Tuesday, January 6, 2015

Jersey Boys ★★

    Clint Eastwood's "Jersey Boys" is a poor (and tedious I might add) imitation of Martin Scorsese's picture entitled "Goodfellas." There are an innumerable amount of resemblances that will jump off the screen and subdue you into an indefatigable state of déjà vu. Perhaps Mr. Eastwood has become a victim of his own subconscious.

    No matter how the result was executed--it was--and "Jersey Boys" essentially depicts the rise, and the subsequent fall, of the very popular 1960s foursome, aptly named, The Four Seasons. If you are direly interested in how the band obtained its name, or how Frankie Vally actually became Frankie "Valli," then you are surely old enough to remember the music that accompanied these personas, and hopefully you have seen enough motion pictures to realize why this portrayal is defective.

    We are roped into this dreary tale by a breaking of the "fourth wall'' via Tommy DeVito, whose projection of character rivals that of Robert De Niro, in the previously mentioned and seemingly often referenced material, and whose name mimics that of another "Goodfellas" personality played by the extremely talented Joe Pesci--an individual who also finds his way in the film as a middle man to the obtaining of the group's fourth member and ultimate success. (The man, not the actor.)

    With all similarities aside, however, there are two notable facets of the picture that fail invariably. Conflict, the mainspring of any plot driven theme worthy of the designation of enjoyable, is relatively absent, albeit, for the complications present in every music group's road to stardom which can be found in a "Behind the Music" documentary. (If you are unacquainted with these stumbling blocks, they include debt, betrayal, and surprisingly irrelevant here, substance abuse.) Frankie attempts to juggle his personal life with that of the band, neither of which is calculated efficiently enough.

    John Lloyd Young, in his first role bearing any significance, certainly fits the physical requirements of a small and level-headed young man from New Jersey with a voice that almost emulates that of Valli. The issue here is that this is the only ability provided by Young, as he obviously took the outside approach to his subject matter, and he never quite succeeds in prying open the soul of a beloved lead singer, which is one of the foremost attractions of the film itself. We hear the lyrics of classic tunes, such as "Sherry" and "Big Girls Don't Cry," but we are ultimately left at an emotional distance from the man behind the voice.

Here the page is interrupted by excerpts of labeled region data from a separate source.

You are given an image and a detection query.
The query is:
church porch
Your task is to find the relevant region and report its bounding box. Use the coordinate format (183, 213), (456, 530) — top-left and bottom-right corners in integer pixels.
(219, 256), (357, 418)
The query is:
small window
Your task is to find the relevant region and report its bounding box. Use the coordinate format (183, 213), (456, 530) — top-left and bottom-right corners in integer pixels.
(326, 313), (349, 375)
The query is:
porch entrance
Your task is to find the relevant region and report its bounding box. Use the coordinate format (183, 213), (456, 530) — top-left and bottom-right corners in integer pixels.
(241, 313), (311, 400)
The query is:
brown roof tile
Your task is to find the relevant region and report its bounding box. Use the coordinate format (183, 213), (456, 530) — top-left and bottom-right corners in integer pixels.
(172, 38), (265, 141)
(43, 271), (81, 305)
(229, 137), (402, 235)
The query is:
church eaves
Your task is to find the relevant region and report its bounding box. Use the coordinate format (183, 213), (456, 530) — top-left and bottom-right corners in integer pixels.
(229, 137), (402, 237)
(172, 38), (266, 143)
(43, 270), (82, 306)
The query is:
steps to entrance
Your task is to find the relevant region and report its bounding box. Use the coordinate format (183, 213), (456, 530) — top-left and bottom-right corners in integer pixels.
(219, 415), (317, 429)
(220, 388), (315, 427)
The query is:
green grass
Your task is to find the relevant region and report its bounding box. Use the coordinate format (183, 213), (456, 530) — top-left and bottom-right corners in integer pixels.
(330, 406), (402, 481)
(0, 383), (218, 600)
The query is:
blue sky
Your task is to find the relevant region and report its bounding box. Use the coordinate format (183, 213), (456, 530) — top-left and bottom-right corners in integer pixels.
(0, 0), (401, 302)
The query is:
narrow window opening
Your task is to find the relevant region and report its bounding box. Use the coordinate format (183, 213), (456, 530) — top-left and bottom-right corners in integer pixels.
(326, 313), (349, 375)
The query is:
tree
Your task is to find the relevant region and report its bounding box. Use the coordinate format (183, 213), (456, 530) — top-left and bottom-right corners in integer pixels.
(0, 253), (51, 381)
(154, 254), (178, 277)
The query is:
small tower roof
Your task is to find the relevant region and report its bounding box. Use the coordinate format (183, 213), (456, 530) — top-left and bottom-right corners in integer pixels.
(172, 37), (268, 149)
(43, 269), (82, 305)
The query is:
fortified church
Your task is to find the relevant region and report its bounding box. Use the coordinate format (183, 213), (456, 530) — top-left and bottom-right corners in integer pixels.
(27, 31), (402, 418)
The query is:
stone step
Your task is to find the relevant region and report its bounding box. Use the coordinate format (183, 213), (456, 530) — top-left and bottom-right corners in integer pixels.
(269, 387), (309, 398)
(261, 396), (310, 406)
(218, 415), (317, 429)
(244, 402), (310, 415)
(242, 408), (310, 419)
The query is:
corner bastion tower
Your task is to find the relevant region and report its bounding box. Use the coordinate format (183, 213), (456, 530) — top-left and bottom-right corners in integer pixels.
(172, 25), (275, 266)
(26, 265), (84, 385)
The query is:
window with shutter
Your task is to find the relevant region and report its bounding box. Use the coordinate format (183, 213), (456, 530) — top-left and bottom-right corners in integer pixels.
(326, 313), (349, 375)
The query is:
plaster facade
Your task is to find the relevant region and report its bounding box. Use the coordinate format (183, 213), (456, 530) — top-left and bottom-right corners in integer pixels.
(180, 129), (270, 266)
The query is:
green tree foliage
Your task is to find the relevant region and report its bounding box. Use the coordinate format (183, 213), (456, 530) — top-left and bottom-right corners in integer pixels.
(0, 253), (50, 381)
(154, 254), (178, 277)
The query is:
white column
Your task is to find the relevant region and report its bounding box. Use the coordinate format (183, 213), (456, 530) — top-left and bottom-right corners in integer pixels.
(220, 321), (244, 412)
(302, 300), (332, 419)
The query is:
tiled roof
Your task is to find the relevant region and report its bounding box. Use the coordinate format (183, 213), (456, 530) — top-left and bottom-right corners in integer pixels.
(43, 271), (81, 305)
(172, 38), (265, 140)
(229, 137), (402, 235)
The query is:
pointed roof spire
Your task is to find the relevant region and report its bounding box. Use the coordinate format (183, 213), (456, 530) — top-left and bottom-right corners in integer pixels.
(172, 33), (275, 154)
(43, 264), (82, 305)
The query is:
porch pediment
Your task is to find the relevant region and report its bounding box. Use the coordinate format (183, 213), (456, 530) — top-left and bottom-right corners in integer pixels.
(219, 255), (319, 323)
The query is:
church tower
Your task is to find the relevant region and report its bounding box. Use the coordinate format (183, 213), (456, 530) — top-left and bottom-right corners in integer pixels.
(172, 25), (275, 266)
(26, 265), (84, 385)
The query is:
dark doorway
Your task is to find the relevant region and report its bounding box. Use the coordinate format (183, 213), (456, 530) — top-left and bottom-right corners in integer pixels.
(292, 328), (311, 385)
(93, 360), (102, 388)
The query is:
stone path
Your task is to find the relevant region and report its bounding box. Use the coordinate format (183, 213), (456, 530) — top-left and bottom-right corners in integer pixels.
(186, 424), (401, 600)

    Let's be honest here: Clint Eastwood, much like every other living and breathing mammal on this Earth, has one definable enemy, and that is time. It is my conviction that Eastwood, a remarkable director to date, was intent on creating a picture here which displayed a portion of his passion for music instead of producing a viable product. Although it is true that every artist, no matter the medium, creates their artwork from the heart, this concept is not always valued in film-making. In spite of this, however, if there were anyone worthy enough of divulging into their personal fascinations for inspiration, it would be Eastwood. Every great director deserves at least one.

1 comment:

  1. I did not go see the movie as it was rated R. I did, however, see the stage presentation - way before it was made into a movie - and I LOVED it! It's my era and it was awesome! Based on your movie review, I'm sure I made the right decision!